Под ним был вороной конь, добытый недавно в ночной короткой схватке, когда Роберт Лев присоединил к своим владениям крошечный феод некоего барона, чье имя он даже не потрудился узнать.
Добыча была небольшой: замок, из которого сыпалась труха и в котором теперь не будет жить никто, кроме летучих мышей и привидений; человек пять дворовой челяди, чудом уцелевшей во время штурма, да десяток гончих… Домашний скот и птицу съели в тот же день, чтобы отпраздновать победу.
Так сказал его новый вассал, барон Ильм из Сэтерленда, и Роберт Лев долго хохотал над шуткой северянина.
«Победу»! Человек, во главе горстки лучников бравший целые города, не сравнил бы это даже с выигранным турнирным поединком! То было просто развлечение между двумя охотами – тоже охота в своем роде и, пожалуй, вовсе не стоило бы ее затевать, если бы не конь, выведенный в последний миг из горящей конюшни. Откуда полунищий барон мог раздобыть такого великолепного руссина? Клянусь копытами сатаны, только ради этого коня стоило бы взять десяток подобных замков!
Да еще в разрушенном замке осталась одна добыча, из-за которой можно было сказать, что дело было затеяно не зря – тоже недурная лошадка…
Граф Роберт Лев летел на вороном коне по вспаханному полю, еще недавно принадлежавшему его соседу, а за ним, растянувшись на четверть мили, скакали его вассалы вперемешку со своими слугами, гостившие у Льва рыцари, ловчие с собаками на длинных поводках – беспорядочная орущая и завывающая толпа. Час назад все они вылезли из-за стола в замке графа – те, кто еще мог держаться на ногах, бросив на произвол судьбы тех, кому это было уже не под силу – и устремились за главным ловчим, которому неподалеку от замка привиделся олень.
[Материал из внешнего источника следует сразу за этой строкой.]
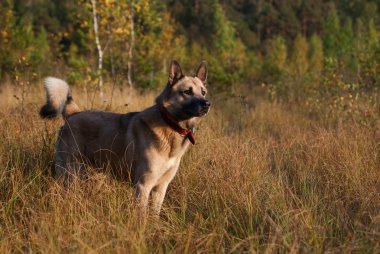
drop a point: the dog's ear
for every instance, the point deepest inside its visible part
(175, 72)
(202, 72)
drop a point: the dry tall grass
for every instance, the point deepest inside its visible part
(261, 178)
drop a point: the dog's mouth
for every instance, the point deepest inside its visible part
(204, 111)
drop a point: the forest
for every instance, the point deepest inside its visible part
(287, 161)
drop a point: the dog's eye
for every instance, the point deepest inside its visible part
(188, 91)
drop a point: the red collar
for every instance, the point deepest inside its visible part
(175, 127)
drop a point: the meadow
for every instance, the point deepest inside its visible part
(263, 177)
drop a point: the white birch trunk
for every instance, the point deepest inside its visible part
(99, 47)
(131, 45)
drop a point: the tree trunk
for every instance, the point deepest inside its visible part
(131, 44)
(99, 47)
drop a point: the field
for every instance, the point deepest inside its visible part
(262, 177)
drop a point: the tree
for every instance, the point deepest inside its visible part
(316, 57)
(298, 60)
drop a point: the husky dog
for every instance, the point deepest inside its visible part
(146, 145)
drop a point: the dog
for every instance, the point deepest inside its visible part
(147, 145)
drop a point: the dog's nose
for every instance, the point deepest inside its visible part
(206, 104)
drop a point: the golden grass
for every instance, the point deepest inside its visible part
(261, 178)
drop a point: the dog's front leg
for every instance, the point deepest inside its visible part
(159, 191)
(144, 186)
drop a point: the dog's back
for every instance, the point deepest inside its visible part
(97, 138)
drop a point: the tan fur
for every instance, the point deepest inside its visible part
(142, 144)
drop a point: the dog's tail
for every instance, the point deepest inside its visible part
(59, 99)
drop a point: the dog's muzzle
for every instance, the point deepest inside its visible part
(205, 107)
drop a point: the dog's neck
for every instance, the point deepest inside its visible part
(184, 124)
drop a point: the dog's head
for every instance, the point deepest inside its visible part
(184, 97)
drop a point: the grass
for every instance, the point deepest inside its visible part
(263, 177)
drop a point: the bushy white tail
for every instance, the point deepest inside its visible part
(59, 100)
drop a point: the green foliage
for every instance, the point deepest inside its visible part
(316, 57)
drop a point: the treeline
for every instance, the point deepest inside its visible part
(293, 47)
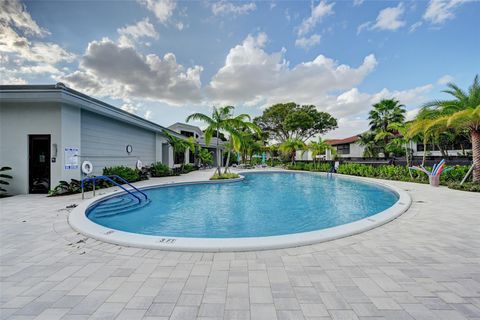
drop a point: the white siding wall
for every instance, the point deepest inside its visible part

Теперь они скакали на второпях оседланных конях, сползая то вправо, то влево, время от времени падая и вновь забираясь в седло, но не теряя воинственного пыла… Попадись им на самом деле олень, худо бы ему пришлось!
Но оленя нигде не было видно, больше того – потерялся сам ловчий, который был пьян не меньше других и, наверное, заснул где-то в полях, позабыв о своем видении.
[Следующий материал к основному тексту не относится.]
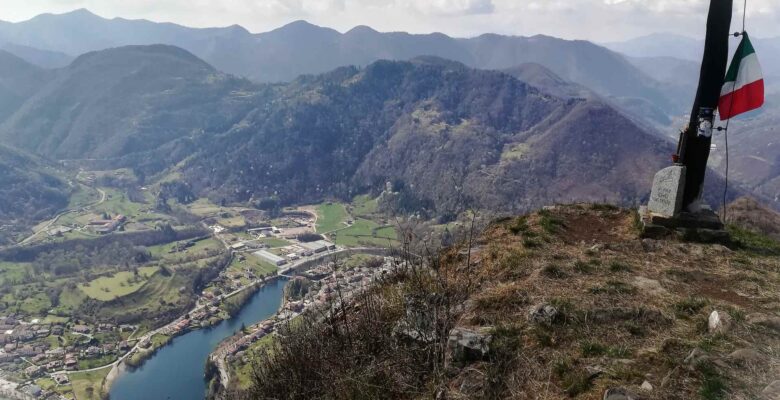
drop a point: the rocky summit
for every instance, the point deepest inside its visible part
(568, 302)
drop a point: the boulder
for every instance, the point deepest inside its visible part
(543, 314)
(619, 394)
(695, 357)
(719, 322)
(466, 345)
(746, 357)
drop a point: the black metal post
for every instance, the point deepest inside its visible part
(694, 146)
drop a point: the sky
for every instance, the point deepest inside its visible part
(596, 20)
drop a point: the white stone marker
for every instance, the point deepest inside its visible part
(667, 194)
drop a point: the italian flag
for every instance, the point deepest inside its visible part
(743, 89)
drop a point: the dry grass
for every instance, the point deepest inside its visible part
(629, 311)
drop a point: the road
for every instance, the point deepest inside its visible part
(58, 216)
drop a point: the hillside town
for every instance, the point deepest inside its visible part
(322, 289)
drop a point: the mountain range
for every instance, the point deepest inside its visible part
(302, 48)
(30, 190)
(542, 119)
(500, 142)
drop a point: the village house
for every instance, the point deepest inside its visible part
(71, 363)
(61, 379)
(33, 371)
(83, 329)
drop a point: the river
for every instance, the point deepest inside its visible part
(175, 372)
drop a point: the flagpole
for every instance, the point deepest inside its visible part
(696, 139)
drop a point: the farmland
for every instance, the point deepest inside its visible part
(118, 285)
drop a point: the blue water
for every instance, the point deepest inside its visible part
(175, 372)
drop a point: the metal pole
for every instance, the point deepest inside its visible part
(694, 145)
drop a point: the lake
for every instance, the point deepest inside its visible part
(175, 372)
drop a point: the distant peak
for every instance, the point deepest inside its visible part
(302, 27)
(362, 29)
(299, 25)
(81, 13)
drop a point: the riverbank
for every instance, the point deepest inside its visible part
(322, 294)
(176, 371)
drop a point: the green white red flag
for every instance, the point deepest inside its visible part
(743, 89)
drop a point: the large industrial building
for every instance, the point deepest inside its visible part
(319, 246)
(272, 258)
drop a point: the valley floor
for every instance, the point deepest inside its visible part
(569, 302)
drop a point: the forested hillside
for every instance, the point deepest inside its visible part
(29, 191)
(444, 135)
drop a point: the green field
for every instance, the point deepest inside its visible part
(117, 202)
(204, 208)
(83, 196)
(120, 284)
(13, 272)
(201, 246)
(363, 205)
(259, 267)
(365, 232)
(96, 362)
(87, 385)
(274, 242)
(232, 222)
(330, 217)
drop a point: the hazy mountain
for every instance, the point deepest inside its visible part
(683, 48)
(29, 191)
(302, 48)
(545, 80)
(41, 58)
(438, 132)
(18, 81)
(660, 45)
(351, 130)
(124, 101)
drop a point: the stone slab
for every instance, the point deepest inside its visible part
(667, 194)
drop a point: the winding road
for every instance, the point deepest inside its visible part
(58, 216)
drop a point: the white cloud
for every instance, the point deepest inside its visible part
(600, 20)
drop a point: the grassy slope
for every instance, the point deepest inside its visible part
(629, 310)
(330, 217)
(82, 381)
(120, 284)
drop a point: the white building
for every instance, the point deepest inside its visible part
(270, 257)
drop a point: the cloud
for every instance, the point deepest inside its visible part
(598, 20)
(450, 7)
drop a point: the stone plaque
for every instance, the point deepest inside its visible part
(668, 186)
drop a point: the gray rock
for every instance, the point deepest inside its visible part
(596, 248)
(619, 394)
(650, 245)
(746, 357)
(763, 320)
(772, 391)
(695, 356)
(719, 322)
(543, 314)
(666, 195)
(467, 345)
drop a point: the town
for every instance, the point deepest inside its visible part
(66, 351)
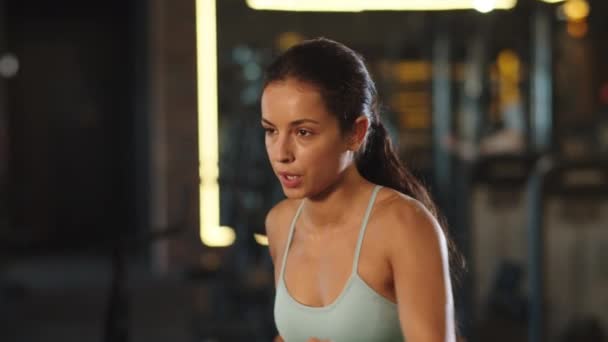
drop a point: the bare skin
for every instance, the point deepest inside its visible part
(404, 254)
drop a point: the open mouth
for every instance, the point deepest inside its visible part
(289, 180)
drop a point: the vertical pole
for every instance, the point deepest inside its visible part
(541, 122)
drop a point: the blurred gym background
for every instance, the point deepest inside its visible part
(116, 223)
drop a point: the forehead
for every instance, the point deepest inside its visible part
(291, 100)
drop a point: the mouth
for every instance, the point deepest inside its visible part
(290, 180)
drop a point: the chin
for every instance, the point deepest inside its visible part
(294, 193)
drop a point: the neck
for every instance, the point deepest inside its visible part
(331, 209)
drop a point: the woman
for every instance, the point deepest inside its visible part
(358, 252)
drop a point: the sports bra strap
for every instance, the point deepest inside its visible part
(363, 226)
(289, 238)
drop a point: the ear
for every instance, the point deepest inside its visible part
(359, 132)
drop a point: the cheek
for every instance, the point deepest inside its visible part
(326, 160)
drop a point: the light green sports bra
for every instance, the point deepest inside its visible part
(358, 314)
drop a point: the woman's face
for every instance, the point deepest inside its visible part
(305, 146)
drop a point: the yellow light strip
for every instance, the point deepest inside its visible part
(261, 239)
(211, 233)
(377, 5)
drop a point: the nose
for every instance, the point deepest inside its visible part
(283, 149)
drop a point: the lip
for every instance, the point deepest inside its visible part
(288, 180)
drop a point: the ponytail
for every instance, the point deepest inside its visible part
(379, 164)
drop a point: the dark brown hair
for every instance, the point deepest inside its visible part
(348, 91)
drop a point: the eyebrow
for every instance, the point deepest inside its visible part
(293, 123)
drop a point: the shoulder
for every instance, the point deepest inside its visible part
(408, 223)
(277, 224)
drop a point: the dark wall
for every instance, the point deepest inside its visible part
(70, 115)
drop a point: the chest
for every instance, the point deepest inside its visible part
(318, 270)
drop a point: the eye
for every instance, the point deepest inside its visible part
(303, 132)
(269, 130)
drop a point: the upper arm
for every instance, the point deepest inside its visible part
(418, 254)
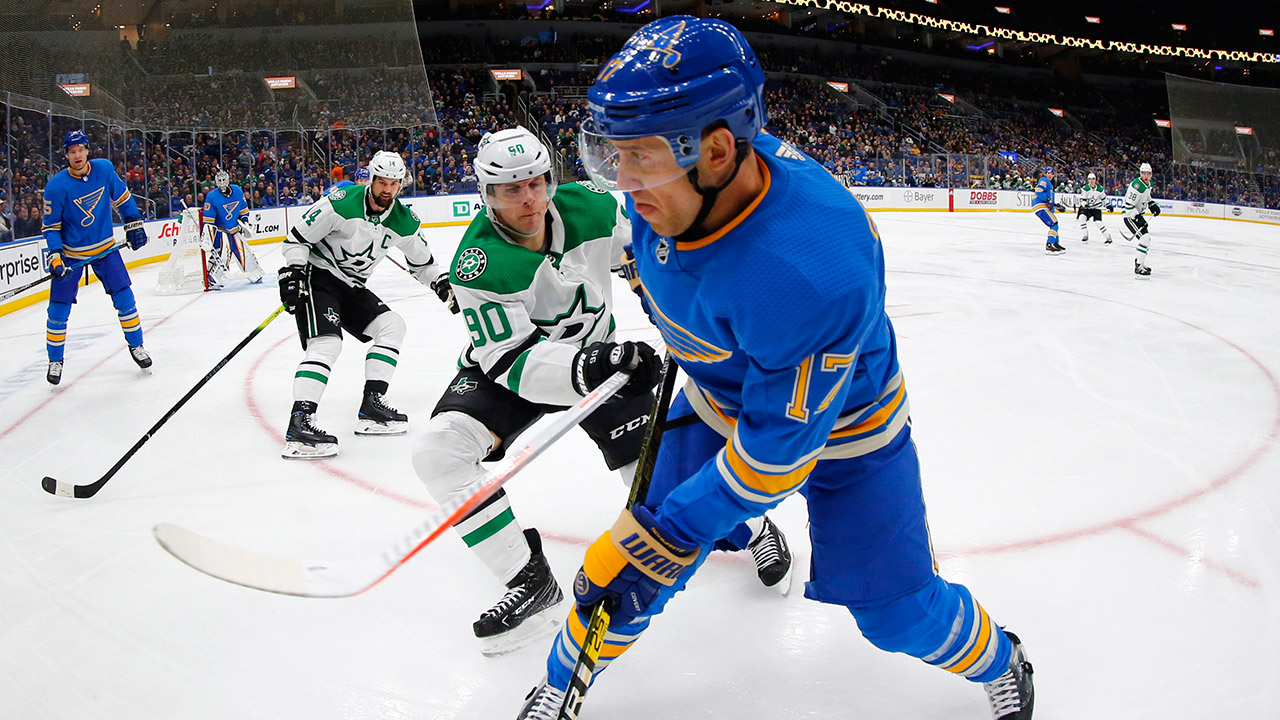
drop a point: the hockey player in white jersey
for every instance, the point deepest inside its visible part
(533, 277)
(1092, 199)
(1137, 201)
(329, 256)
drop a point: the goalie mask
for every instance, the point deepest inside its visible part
(506, 160)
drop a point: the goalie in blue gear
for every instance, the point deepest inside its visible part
(795, 384)
(1045, 208)
(227, 229)
(77, 226)
(361, 180)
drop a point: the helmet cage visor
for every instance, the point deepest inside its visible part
(636, 162)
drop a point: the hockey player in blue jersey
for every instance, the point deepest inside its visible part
(225, 219)
(361, 180)
(767, 281)
(77, 224)
(1045, 206)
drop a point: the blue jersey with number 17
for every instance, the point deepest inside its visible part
(778, 319)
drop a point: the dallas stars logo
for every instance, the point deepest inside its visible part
(471, 264)
(464, 386)
(356, 263)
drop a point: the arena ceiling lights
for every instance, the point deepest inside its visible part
(1036, 37)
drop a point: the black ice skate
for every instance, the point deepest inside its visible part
(543, 702)
(772, 557)
(376, 418)
(141, 356)
(304, 440)
(528, 611)
(1011, 696)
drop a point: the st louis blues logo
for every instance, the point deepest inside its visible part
(88, 204)
(464, 386)
(229, 209)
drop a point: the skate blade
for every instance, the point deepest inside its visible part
(304, 451)
(535, 628)
(375, 428)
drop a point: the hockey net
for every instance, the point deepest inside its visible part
(184, 270)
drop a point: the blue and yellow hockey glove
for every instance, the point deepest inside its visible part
(135, 235)
(631, 564)
(56, 267)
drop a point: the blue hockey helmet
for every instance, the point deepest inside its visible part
(73, 139)
(673, 78)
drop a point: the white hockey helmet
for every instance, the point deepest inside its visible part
(511, 155)
(387, 164)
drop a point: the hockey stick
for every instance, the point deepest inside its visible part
(9, 294)
(67, 490)
(307, 578)
(599, 623)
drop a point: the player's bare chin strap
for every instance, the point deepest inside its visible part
(709, 194)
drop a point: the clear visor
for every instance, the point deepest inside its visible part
(629, 164)
(513, 195)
Это никого не смутило, все давно уже позабыли, за каким дьяволом отправились в путь, и с пением песен и божбой кавалькада продолжала нестись вслед за графом, распугивая птиц, взлетающих из-под копыт лошадей.
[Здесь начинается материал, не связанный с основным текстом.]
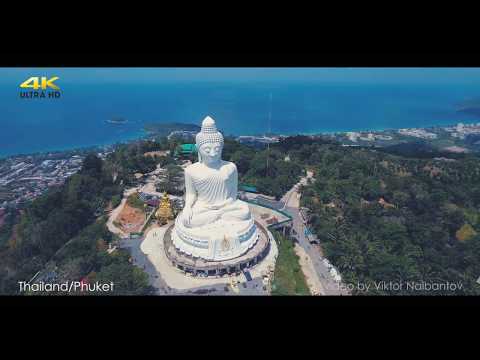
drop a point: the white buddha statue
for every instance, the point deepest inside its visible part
(214, 224)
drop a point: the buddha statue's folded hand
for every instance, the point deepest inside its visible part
(187, 215)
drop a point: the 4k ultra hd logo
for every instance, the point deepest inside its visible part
(40, 88)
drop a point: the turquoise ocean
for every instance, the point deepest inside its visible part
(78, 117)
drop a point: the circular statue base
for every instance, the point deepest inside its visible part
(203, 268)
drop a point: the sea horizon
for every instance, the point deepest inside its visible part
(79, 118)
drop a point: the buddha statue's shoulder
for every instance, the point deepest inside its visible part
(193, 168)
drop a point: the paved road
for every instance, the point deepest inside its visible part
(292, 201)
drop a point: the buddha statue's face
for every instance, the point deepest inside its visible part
(210, 153)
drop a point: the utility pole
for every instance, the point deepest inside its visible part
(269, 130)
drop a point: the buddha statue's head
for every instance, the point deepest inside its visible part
(209, 142)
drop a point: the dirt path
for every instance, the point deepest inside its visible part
(115, 212)
(311, 276)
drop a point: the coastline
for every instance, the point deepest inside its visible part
(143, 134)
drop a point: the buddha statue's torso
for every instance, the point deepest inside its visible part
(215, 187)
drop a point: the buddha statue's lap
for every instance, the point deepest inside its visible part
(231, 212)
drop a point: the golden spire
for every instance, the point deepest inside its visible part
(164, 209)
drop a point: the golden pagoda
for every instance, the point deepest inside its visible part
(164, 211)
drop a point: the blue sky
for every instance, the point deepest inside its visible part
(163, 75)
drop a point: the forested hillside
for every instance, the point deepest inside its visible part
(387, 218)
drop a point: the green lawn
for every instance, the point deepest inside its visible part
(288, 277)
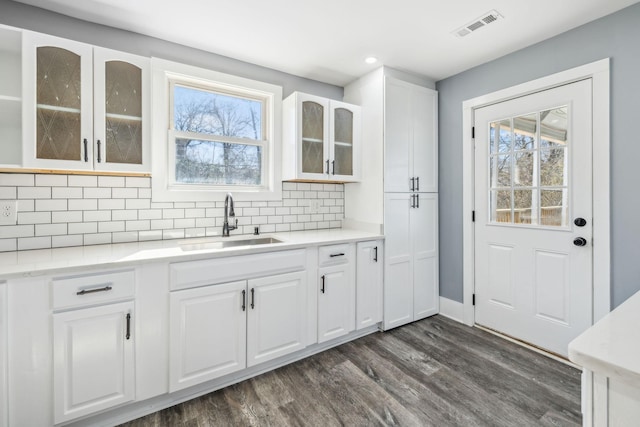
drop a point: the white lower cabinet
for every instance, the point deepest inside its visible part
(93, 360)
(223, 328)
(369, 281)
(4, 421)
(208, 333)
(93, 343)
(337, 292)
(411, 263)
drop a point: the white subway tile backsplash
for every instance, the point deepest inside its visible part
(34, 217)
(66, 241)
(7, 245)
(83, 227)
(70, 210)
(51, 229)
(66, 216)
(51, 180)
(28, 243)
(66, 193)
(113, 204)
(8, 193)
(34, 192)
(111, 181)
(97, 239)
(83, 205)
(138, 182)
(111, 226)
(17, 179)
(124, 237)
(123, 215)
(82, 181)
(97, 216)
(51, 205)
(97, 193)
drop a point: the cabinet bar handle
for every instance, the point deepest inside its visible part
(128, 325)
(90, 291)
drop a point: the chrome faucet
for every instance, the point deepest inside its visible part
(228, 212)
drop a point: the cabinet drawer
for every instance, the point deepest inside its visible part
(334, 254)
(69, 292)
(192, 274)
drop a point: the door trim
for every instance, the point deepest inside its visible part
(598, 72)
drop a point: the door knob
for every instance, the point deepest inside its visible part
(580, 222)
(580, 241)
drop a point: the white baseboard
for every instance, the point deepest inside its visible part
(454, 310)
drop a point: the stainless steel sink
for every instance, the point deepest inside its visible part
(221, 244)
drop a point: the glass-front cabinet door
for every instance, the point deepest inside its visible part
(85, 108)
(58, 102)
(321, 139)
(121, 88)
(345, 136)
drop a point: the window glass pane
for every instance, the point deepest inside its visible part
(553, 209)
(523, 206)
(501, 203)
(553, 127)
(524, 132)
(503, 142)
(217, 163)
(212, 113)
(501, 171)
(523, 170)
(552, 167)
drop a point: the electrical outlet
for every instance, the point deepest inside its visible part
(8, 212)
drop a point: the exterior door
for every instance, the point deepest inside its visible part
(533, 207)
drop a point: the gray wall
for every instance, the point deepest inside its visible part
(616, 36)
(32, 18)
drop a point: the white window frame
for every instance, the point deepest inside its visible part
(164, 188)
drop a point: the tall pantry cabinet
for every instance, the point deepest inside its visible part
(399, 188)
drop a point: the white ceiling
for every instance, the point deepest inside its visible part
(327, 40)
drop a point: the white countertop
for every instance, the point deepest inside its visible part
(42, 261)
(612, 346)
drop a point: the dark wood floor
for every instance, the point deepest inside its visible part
(435, 372)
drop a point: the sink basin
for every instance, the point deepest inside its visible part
(221, 244)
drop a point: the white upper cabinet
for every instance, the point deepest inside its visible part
(84, 107)
(410, 128)
(321, 139)
(10, 97)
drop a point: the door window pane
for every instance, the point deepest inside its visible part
(528, 179)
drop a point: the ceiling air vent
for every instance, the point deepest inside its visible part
(478, 23)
Потом откуда ни возьмись вдруг вывернулась дорога, и все поскакали по ней, сбившись в кучу и постепенно трезвея от холодного ветра и от тумана, поднимающегося над черной землей… Пока за очередным поворотом Роберт Лев не осадил вороного и не глянул на своих спутников так, что большинство из них почти протрезвели и стали соображать, как и зачем они здесь очутились.
Песни и выкрики смолкли.
Что касается графа, он был ясен, как утреннее солнышко, и свиреп, как полуденное.
– Где олень?! – свирепо спросил он, топорща усы.
Все запереглядывались, словно заподозрив, что олень затесался где-то среди них, а один старый барон с лицом красным, как попона графского коня, взревел:
– Мне лень?! Да я хоть сейчас… Еще пятьдесят миль! – но Роберт Лев ударил его кулаком в грудь, и барон с громовым храпом рухнул под ноги лошадям, так и не выпустив уздечку.